Plans for next year: In 2007 we plan to complete the characterization of a selected group of the genes identified over the past summer. We will concentrate our efforts on genes that determine the development of different cell types in the placenta, with an emphasis on the chorionic girdle and endometrial cups. These tissues have been the target of many of our studies of the past 20 years.

In another important development, the Morris Animal Foundation has announced its intent to fund a five year, $2.5 million Equine Consortium Grant to the Horse Genome Project participants. The equine genome scientists submitted a proposal last February to this new program, and it was selected in July for funding. Details of the implementation of the grant are not yet complete, but it is certain that the program will support the development, testing, and application of two genomic tools that will be based on the equine whole genome sequence. A new expression microarray gene chip containing virtually all of the 20,000+ genes that make up the horse genome is planned, as is a new Single Nucleotide Polymorphism (SNP) chip for assessing genetic variation between horses. It is likely that the expression array gene chip and the SNP chip will be produced by commercial biotechnology firms experienced in the construction of these nano-scale devices. This outsourcing should ensure that the array and SNP chip are produced on schedule and with good quality control. Some funds from this new grant will come to my laboratory at Cornell, but in the first year or two most of the support will go towards the production of the genomic tools.

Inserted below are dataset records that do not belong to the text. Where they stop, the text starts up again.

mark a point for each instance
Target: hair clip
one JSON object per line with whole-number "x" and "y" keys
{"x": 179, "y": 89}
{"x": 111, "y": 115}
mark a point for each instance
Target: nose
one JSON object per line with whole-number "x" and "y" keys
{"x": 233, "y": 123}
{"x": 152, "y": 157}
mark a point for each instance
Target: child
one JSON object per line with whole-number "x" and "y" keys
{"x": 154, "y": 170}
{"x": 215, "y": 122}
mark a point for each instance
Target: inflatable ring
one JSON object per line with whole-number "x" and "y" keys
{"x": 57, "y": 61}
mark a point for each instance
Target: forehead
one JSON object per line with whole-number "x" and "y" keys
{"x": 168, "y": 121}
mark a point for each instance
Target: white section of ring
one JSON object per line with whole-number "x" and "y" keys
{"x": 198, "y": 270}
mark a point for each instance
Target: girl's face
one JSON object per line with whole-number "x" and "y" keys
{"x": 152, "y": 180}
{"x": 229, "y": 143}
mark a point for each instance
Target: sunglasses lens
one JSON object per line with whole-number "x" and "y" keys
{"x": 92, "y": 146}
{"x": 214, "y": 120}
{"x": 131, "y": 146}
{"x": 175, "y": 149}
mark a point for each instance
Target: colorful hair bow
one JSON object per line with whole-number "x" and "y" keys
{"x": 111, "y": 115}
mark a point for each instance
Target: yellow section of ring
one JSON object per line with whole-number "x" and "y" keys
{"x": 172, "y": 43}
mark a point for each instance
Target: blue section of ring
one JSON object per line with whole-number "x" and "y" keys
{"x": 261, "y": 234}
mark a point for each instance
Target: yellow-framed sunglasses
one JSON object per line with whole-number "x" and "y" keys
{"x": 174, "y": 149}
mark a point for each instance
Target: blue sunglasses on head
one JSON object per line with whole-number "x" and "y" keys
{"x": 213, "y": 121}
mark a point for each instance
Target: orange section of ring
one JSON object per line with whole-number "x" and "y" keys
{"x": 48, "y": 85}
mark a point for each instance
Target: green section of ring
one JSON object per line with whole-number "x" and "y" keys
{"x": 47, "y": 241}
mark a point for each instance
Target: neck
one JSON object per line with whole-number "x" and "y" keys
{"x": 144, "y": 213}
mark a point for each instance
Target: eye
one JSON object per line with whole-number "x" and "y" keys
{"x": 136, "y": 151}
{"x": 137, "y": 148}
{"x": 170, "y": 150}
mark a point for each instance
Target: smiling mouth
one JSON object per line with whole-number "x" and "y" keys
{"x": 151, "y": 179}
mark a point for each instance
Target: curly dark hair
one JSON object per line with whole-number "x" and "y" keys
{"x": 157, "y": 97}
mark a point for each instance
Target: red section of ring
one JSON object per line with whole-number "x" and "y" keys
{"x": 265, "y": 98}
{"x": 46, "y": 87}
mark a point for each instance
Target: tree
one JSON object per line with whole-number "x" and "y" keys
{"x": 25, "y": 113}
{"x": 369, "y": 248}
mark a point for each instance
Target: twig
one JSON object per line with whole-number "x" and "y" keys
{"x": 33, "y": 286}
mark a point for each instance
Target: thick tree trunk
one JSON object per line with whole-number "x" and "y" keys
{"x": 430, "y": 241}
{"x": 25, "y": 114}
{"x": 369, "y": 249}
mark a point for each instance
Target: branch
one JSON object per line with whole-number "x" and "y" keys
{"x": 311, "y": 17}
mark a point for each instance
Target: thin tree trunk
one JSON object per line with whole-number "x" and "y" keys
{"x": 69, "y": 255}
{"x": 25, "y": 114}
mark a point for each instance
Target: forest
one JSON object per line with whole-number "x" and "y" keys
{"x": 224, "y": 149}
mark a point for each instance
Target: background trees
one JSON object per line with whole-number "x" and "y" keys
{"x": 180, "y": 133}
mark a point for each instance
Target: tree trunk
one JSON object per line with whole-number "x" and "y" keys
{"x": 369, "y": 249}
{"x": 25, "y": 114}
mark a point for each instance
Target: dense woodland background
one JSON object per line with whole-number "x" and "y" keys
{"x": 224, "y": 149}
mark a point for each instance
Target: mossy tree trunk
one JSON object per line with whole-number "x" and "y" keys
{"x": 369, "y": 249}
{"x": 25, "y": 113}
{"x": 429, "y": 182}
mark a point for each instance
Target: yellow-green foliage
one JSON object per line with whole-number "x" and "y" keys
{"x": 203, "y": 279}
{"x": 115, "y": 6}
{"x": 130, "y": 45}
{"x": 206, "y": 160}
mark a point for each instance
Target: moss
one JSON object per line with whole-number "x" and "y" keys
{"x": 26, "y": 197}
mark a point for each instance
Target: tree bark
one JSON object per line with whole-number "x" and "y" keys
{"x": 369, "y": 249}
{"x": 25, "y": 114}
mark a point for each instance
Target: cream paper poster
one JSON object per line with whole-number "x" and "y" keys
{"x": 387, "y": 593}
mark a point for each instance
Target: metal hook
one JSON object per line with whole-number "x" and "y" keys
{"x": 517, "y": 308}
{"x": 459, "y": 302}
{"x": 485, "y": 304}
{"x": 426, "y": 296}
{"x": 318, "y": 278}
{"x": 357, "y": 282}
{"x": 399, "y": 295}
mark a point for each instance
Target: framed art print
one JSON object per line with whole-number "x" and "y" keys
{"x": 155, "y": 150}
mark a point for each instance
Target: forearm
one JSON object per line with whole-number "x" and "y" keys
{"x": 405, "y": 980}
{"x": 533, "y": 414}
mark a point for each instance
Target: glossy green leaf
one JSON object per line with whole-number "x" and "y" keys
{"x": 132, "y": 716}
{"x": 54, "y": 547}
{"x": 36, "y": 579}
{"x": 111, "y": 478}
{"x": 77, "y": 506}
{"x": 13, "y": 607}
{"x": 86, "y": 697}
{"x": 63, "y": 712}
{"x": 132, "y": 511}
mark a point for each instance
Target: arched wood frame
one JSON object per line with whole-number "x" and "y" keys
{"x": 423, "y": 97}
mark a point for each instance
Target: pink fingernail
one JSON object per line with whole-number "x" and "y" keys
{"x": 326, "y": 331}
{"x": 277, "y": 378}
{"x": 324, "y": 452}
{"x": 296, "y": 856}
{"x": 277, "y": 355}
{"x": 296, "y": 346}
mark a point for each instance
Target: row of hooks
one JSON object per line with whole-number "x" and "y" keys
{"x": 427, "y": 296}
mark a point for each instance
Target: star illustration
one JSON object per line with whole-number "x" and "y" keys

Publications : During the past year I have authored or co-authored four publications that used genomic data generated with Zweig funds. The papers are listed on the Appendix page.

Closure: It is a pleasure to note that the horse chosen as the DNA donor for the equine whole genome sequence is Twilight, a Thoroughbred mare raised at Cornell and a member of the experimental herd of Major Histocompatibility Complex homozygous horses that have been specifically bred for our research program in equine immunology, genetics, and reproduction over the past 25 years. This honor will bring special recognition to the equine research program at Cornell and to the Zweig Fund, which has provided so much important support for the Horse Genome Project since its inception in 1995.